Search code examples
elasticsearchamazon-s3logstash

Export 50 GB Elasticsearch indices to S3 as JSON/text


I need to export a large number of Elasticsearch indices to S3 in JSON format, where each index is around 50GB in size. I've been looking into a number of ways of doing this, but I need the most time efficient method, due to the size of the data.

I tried elasticdump, but from testing this out, I think it stores the whole index in memory before dumping it as a file to S3. So I'd need an EC2 instance with memory in excess of 50G. Is there any way of getting it to dump a series of smaller sized files instead of one huge file?

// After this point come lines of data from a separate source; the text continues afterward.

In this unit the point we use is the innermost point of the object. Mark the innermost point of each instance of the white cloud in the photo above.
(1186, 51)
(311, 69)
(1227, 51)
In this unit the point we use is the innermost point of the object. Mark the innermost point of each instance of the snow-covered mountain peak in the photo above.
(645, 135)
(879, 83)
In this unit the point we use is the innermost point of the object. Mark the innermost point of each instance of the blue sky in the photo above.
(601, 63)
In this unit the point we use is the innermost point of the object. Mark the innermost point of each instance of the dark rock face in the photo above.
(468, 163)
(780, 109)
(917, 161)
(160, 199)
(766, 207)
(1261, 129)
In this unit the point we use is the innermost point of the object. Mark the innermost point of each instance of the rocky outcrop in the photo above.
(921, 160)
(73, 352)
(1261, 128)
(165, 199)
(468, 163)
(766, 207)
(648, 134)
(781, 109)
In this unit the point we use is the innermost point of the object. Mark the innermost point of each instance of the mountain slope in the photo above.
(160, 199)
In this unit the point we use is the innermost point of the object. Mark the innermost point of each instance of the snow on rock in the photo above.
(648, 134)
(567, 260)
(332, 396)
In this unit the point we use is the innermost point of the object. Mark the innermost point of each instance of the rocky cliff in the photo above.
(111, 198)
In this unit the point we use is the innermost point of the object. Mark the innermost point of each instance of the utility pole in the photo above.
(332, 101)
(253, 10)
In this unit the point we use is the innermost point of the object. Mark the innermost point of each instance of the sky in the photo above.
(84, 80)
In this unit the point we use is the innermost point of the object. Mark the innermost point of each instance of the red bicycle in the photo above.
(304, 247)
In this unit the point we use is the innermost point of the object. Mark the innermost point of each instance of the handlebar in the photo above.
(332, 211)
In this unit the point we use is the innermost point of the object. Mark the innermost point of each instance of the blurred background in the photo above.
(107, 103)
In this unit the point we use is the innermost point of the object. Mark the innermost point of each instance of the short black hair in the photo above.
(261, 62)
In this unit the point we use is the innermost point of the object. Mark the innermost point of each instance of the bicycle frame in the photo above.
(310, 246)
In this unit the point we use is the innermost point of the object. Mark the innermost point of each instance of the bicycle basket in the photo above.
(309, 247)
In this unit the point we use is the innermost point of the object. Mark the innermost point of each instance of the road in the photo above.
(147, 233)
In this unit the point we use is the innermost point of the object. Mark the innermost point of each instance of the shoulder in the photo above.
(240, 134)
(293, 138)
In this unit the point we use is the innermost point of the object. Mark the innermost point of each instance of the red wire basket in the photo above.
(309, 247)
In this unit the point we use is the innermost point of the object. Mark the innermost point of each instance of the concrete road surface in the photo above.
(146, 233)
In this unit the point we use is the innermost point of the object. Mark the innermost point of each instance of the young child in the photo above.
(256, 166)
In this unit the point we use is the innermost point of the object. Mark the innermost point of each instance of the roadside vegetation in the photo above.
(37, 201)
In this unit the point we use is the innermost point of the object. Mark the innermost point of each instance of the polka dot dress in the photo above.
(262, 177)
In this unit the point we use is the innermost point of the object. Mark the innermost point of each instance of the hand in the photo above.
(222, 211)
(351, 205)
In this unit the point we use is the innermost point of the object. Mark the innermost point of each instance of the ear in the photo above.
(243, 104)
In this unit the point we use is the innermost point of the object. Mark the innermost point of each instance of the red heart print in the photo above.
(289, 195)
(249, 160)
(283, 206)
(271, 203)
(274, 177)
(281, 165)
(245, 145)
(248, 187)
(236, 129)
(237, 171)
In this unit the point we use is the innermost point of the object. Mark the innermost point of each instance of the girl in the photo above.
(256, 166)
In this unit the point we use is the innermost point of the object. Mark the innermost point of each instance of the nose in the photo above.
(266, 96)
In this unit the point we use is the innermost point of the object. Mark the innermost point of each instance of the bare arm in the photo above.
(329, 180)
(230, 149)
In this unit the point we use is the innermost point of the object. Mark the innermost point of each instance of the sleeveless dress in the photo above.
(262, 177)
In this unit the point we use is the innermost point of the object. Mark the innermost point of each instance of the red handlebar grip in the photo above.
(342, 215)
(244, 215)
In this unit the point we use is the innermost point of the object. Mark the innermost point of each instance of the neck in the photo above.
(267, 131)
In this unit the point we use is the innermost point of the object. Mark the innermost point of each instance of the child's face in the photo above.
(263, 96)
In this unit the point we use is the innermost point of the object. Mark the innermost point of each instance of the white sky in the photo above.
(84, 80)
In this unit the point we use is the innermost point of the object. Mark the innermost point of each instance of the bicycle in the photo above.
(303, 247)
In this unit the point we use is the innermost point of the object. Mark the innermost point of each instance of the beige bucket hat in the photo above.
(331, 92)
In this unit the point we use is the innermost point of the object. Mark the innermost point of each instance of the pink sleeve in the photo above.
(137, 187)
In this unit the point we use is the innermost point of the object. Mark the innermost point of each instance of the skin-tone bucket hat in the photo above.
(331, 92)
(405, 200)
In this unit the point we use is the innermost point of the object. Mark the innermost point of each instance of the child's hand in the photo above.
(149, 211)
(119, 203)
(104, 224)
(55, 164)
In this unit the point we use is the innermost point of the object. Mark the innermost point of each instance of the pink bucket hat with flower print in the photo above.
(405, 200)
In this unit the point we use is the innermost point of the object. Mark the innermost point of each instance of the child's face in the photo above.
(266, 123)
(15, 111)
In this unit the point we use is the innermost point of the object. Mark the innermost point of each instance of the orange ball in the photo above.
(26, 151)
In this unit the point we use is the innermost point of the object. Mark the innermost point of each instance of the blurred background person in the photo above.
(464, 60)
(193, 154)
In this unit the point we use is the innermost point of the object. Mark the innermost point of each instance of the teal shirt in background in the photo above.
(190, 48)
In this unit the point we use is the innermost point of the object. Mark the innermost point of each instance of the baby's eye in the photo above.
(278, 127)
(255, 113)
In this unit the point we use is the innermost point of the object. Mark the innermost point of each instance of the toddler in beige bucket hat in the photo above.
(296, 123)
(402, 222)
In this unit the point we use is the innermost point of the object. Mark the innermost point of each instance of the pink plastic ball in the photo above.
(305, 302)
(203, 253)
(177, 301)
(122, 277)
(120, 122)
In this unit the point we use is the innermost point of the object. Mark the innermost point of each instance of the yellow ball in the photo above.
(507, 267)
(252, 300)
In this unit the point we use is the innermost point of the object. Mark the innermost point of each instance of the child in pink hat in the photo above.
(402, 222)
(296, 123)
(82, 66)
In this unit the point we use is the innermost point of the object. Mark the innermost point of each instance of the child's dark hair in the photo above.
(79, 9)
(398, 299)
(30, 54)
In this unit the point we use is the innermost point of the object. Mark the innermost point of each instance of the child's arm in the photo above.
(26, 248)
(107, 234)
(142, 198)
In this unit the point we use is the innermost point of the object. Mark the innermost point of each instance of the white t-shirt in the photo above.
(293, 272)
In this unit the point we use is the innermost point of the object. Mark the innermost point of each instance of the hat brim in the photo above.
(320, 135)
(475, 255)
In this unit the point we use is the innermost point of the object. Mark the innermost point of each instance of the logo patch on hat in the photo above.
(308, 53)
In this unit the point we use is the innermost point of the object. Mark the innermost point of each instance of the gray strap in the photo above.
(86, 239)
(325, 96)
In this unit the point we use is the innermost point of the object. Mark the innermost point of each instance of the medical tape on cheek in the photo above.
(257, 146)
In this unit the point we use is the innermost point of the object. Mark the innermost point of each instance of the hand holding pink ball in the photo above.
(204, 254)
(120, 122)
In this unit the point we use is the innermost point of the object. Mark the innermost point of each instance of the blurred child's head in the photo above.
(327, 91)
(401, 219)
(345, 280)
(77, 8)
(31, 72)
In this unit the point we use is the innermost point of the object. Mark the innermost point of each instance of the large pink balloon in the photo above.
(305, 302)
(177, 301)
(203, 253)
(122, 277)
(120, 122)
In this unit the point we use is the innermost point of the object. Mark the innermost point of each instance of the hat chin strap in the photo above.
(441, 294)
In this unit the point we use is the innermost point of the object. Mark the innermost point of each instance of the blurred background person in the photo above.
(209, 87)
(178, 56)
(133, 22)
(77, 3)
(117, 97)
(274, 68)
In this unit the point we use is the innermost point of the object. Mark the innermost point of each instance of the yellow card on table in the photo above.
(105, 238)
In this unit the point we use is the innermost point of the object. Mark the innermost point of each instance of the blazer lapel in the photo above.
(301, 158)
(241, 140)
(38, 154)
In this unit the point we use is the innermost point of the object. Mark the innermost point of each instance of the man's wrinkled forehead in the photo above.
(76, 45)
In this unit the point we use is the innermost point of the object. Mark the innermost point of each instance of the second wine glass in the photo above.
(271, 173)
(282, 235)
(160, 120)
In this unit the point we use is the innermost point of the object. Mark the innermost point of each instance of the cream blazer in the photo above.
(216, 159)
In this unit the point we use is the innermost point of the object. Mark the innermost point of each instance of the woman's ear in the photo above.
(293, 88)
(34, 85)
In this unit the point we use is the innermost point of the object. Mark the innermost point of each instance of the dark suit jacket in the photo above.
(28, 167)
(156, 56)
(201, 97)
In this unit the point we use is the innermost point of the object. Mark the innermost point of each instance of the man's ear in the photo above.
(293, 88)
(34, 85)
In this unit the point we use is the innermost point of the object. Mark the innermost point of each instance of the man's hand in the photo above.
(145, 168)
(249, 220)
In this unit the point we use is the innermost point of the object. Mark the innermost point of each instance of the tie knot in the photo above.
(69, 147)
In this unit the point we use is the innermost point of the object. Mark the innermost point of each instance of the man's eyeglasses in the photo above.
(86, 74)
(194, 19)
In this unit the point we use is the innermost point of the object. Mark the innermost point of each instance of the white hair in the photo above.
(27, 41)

There are other options like using Logstash, or python's Elasticsearch library with possible helpers to do the operation.

What would be the best method for this?


Solution

  • ES to S3 Logstash Pipeline

    To move raw json from Elasticsearch to S3 bucket, you can use the s3 output in logstash pipeline. Here is the example pipeline to follow

    input {
      elasticsearch {
        hosts => ["localhost:9200"]
        index => "myindex-*"
        query => '{ "query": { "match_all": {} } }'
      }
    }
    
    filter {
      # Your filter configuration here
    }
    
    output {
      s3 {
        bucket => "BUCKET_NAME"
        region => "us-east-1"
        access_key_id => "ACCESS_KEY"
        secret_access_key => "SECRET_KEY"
        canned_acl => "private"
        prefix => "logs/" # Optional 
        time_file => 300
        codec => json_lines {}
        codec => plain {
          format => "%{[message]}"
        }
      }
    }
    
    

    S3 output plugin - parameters

    • bucket: The name of the S3 bucket to save the data to.
    • region: The AWS region that the S3 bucket is located in.
    • access_key_id: The AWS access key ID with permission to write to the S3 bucket.
    • secret_access_key: The AWS secret access key associated with the access key ID.
    • prefix: A prefix to be added to the object key of the saved data.
    • time_file: The maximum time in seconds to buffer data before flushing it to S3. ex: time_file => 300 5 minutes (5 minutes * 60 seconds per minute = 300 seconds).
    • codec: The codec used to encode the data to be saved. In this example, we are using two codecs - json_lines to encode the JSON data, and plain to format the data as a string.

    If you are running this pipeline in ECS Container or EC2 you don't need to provide the ACCESS_KEY and SECRET_KEY, you can create the role and assign to ECS or EC2 for security reasons.